The author lived in terrible poverty in the years before extraordinary oil wealth transformed his country forever, according to his book. As such, El Fahim is a vivid eyewitness to the transition of a Bedouin society into a country with one of the highest per capita incomes in the world in about 30 years.
Coffee had a certain etiquette that the server, guest, and host adhered to. The dallah is held in the left hand by the server, with the thumb pointing to the top, while the cup is held in the right hand. In turn, guests would take the cup with their right hand and return it to the server. The eldest receives the first cup, which is only one-quarter of the way filled – and can be replenished. Full cups of coffee were often warm, as they were kept in the ashes of a fire or on the dallah itself.
“Coffee’s social status in the Gulf remains unique. It had no real competitor for centuries, save for tea,” Lamya al-Aziz, an Emirates-based student and coffee aficionado, told Fanack. “It served as a ‘luxury good’ to tribal sheikhs and guests alike.”
Today, the scene has changed. Coffee shops have become popular social hubs and provide a place to meet friends and listen to music. The traditional dallah remains present, however. In fact, in all parts of the UAE, it is still presented as an option for serving coffee.

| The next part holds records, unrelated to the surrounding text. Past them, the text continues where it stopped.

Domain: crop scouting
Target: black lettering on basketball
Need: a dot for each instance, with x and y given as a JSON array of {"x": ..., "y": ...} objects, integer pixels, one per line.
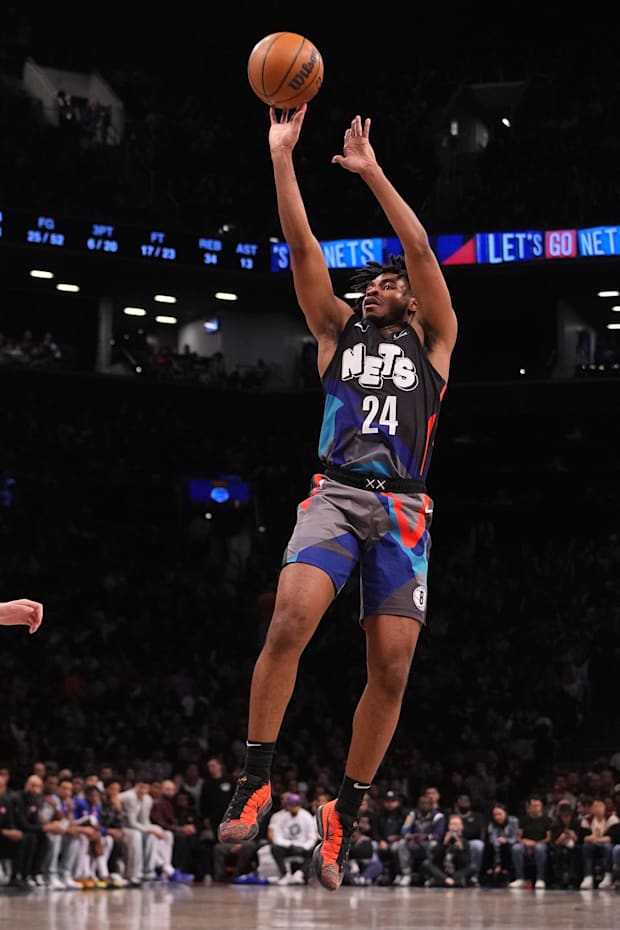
[{"x": 304, "y": 72}]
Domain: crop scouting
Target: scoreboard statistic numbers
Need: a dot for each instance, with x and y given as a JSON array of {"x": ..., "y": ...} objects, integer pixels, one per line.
[
  {"x": 153, "y": 246},
  {"x": 45, "y": 232},
  {"x": 156, "y": 246},
  {"x": 101, "y": 239}
]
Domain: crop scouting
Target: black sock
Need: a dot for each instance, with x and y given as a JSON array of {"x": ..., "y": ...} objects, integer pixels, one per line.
[
  {"x": 259, "y": 758},
  {"x": 350, "y": 797}
]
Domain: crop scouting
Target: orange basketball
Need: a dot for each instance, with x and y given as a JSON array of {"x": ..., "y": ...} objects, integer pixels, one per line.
[{"x": 285, "y": 70}]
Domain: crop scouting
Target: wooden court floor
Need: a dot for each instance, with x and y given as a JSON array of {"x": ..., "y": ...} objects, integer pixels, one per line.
[{"x": 257, "y": 907}]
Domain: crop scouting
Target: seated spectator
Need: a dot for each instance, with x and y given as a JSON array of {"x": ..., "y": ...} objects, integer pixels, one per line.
[
  {"x": 12, "y": 846},
  {"x": 474, "y": 828},
  {"x": 387, "y": 823},
  {"x": 164, "y": 814},
  {"x": 565, "y": 847},
  {"x": 532, "y": 844},
  {"x": 597, "y": 845},
  {"x": 95, "y": 842},
  {"x": 423, "y": 828},
  {"x": 26, "y": 807},
  {"x": 449, "y": 862},
  {"x": 364, "y": 866},
  {"x": 292, "y": 833},
  {"x": 501, "y": 835},
  {"x": 112, "y": 822}
]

The local craftsmanship of coffee equipment has been transformed as well. From hand-crafted metal pots to ceramic cups and fancy machines for espresso or filter coffee, there is an artistry in every cup brewed today in the UAE – especially when it comes from one of Dubai’s many specialty shops.
The Thrid Wave:
What is currently known as the Emirates ‘third wave’ of coffee started back in 2007 when New Zealander Kim Thompson of Raw Coffee, started roasting green beans. Coffee is the world’s second most traded commodity, thus Raw’s beans are always ethically sourced and fair trade. The company is also credited for promoting single origin beans, and specialized equipment.
More indie coffee shops have recently opened, attracting the attention of the local and expat communities, although international coffee shops continue to expand in the UAE. Costa Coffee, a global coffee brand founded and blended in London since 1971, established its first international location in Dubai in 1999 at The Aviation Club. “Years later, the Costa brand continues to thrive with 150+ locations operating across the Emirates,” the coffee company writes in “Our History Behind the Beans.” Costa’s choice must have been influenced by the importance of this market in terms of coffee culture and customer desire for the product.

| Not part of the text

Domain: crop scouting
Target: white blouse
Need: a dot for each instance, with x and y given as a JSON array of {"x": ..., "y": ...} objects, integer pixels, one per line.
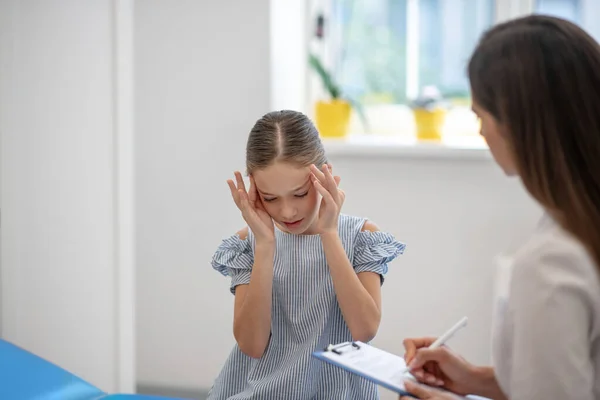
[{"x": 547, "y": 325}]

Since the mid-2000s, the UAE has seen huge growth in both domestic and foreign-invested specialty coffee shop chains, and the UAE is considered one of the most developed coffee shop markets in the Middle East, with Dubai serving as a focal point for the region’s coffee innovation, according to the World Coffee Portal.

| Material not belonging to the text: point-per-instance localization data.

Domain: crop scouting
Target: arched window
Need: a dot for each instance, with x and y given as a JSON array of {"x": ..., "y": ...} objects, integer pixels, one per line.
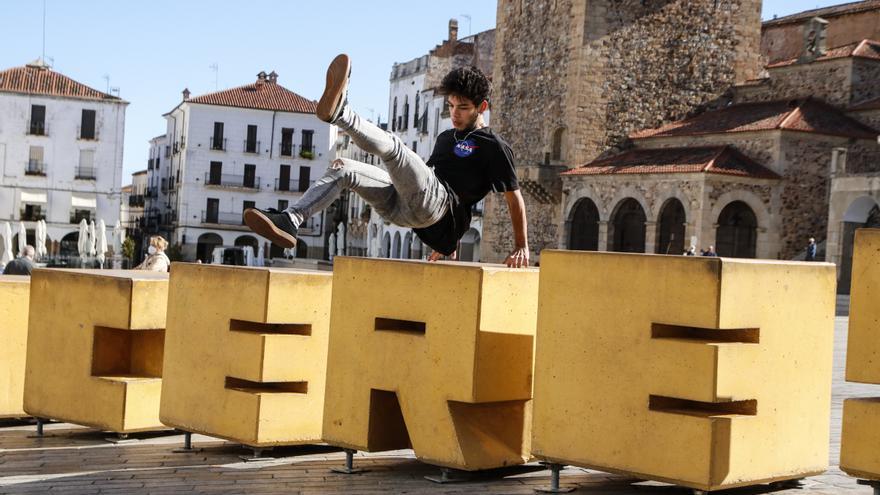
[
  {"x": 737, "y": 232},
  {"x": 584, "y": 233}
]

In a qualitative analysis of consumer experience across the Emirates, the Dubai Department of Economic Development (DED) revealed in 2019 that coffee shops were rated the highest. However, the report fails to note that this consumer base now encompasses a greater segment of society.
As the coffee culture evolved over time, so have the United Arab Emirates’ cultural norms. Emirati women now frequently gather in coffee shops at any time of day or night – a stark change to what was once off limits a few decades ago. Al Wasl Road in Dubai is only one example of numerous hotspots in the UAE that include coffee shops. Another is Abu Dhabi’s corniche, where Arabica, one of the city’s most famous cafés, is located. Al Bateen, a posh apartment structure with cafes overlooking the marina and boats, is yet another example.
Emirati women have always loved coffee, but today rather than solely serve the brew as a welcoming gesture to guests, women are meeting over coffee for work, for pleasure, for coffee dates or even to study. Women organizing work meetings in cafes or visiting a cafe in al-barr (remote desert) at 2:00 am is no longer out of the ordinary.
“It was unusual to see Emirati women dedicated to coffee shops only a few decades ago,” Aisha, a middle-aged mother of three and businesswoman, told Fanack. “But today, it would be almost impossible to imagine an Emirati woman not drinking or enjoying a good cup of coffee with her friends or colleagues.”
Women in the UAE are rising as early as 6 a.m. to drive to Starbucks or Feels Coffee on the way from their home to school or office. It’s usually a double-double, a Spanish latte, or an Americano with sugar – followed by a bagel for breakfast.
According to Lamya al-Aziz, a social media expert, “the increase of sites such as Instagram has played a huge role in the evolution of coffee culture here. Women now have the chance to share and explore their passion, which is coffee.” Instagram has enabled all kinds of coffee shops to become a part of city life, with women sharing their photos and socializing in coffee hubs. “Now, it is common to see Emirati women in coffee shops talking about family life, fashion, and travel,” Aisha said.